Matching consumer preferences with voting profiles yields all sorts of interesting information. Republicans buy domestic SUVs and minivans; Democrats buy foreign ones. R’s drive Audis and GMCs and watch Fox News, and D’s drive Subarus and Volvos and watch CBS and CNN. The History and Learning channels skew heavily R, while the Food Network is overwhelmingly D. Republicans drink dark alcoholic beverages such as scotch and bourbon and red wine; Democrats drink white ones like gin and vodka, and they prefer white wine. Dr Pepper is a Republican drink; Fanta is Democratic. Camping equipment and hiking gear—which Dowd points out are “noninvasive” outdoor products—tilt Democratic. Some of the data is wonderfully unpredictable: The TV show Will & Grace, for example, which centers on the lives of a gay man and a straight woman, leans heavily Republican. It’s the Republican women who are watching it.

Of course, for all the theorizing about the political meaning of Cabela’s and Whole Foods, at some point the stereotypes begin to fall apart. American politics, like Americans themselves, does not always fall into convenient categories. Whole Foods may reek of blue-state attitudes, but its downtown Austin store clearly does not run entirely on purchases made by inner-city liberals, many of whom cannot afford this stuff. The store needs wealthy west-side conservatives to survive, and I know a number of Republicans who do their shopping at Whole Foods. They do not seem to be bothered by the store’s politics, which they find amusing.

And the company itself does not follow strict liberal stereotypes: It is a non-union company that has fiercely resisted unionization.
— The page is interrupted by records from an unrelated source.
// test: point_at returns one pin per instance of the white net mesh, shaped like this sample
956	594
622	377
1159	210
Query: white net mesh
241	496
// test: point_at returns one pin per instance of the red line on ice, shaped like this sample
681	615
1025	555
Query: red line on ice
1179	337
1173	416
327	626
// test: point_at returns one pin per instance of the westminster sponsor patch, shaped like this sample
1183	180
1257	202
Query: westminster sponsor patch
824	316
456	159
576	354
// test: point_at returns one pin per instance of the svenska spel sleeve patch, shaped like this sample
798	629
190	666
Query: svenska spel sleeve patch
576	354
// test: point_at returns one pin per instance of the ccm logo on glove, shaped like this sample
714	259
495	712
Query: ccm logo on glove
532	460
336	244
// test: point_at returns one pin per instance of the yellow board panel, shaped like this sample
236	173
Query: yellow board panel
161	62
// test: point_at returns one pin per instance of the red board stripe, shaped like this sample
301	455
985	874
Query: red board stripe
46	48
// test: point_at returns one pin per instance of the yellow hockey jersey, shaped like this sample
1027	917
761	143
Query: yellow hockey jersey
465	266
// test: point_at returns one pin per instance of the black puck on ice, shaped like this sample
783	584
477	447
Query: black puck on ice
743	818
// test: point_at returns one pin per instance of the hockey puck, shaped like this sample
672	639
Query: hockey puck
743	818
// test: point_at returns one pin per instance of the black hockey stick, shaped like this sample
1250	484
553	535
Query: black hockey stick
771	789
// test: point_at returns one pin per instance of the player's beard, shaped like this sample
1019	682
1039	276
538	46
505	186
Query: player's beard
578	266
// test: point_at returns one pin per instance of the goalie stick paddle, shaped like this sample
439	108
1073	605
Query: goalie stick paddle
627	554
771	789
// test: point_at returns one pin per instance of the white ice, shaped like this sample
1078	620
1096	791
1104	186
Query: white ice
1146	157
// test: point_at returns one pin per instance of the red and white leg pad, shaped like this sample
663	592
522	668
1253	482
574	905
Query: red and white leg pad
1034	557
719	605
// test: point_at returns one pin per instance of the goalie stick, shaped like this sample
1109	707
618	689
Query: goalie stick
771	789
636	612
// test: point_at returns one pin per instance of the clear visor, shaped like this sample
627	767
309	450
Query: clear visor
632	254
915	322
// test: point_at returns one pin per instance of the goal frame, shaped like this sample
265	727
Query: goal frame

Whole Foods’ chairman and co-founder, John Mackey, is a vegan but no Democrat. He is a multimillionaire who admires Ronald Reagan and reads the Wall Street Journal . Meanwhile, Cabela’s, the vaunted red-state giant, is opening a store next year in John Kerry country: Hartford, Connecticut.

Both stores are reaching well beyond their old, politically predictable customer bases. With vegetarians holding at around 5 percent of the population and hunters at 6 percent and dropping, they really have no choice. Flannel-shirted hunting zealots and pale, macrobiotic sylphs do not a Fortune 1000 company sustain. And so Whole Foods offers clothing, books, and expensive food for wealthy foodies, processed food for the business crowd, and racks of non-organic and non-vegetarian products. Cabela’s now devotes a large section of its store to selling furniture and another section to regular clothing, including high-end footgear under pricey brands like Merrell that are favored by blue-staters. All of which suggests that, as Cabela’s and Whole Foods grab ever-larger shares of the retail pie, more and more political impurity is likely to creep in at both stores. There is something both hilarious, and downright American, in the idea of an archconservative hitting the checkout line at Whole Foods with a copy of Buddhadharma, bottles of organic mandarin-orange patchouli deodorant and Dr. Hauschka’s Rhythmic Night Conditioner, and the children’s book Heather Has Two Mommies. Stranger things have happened.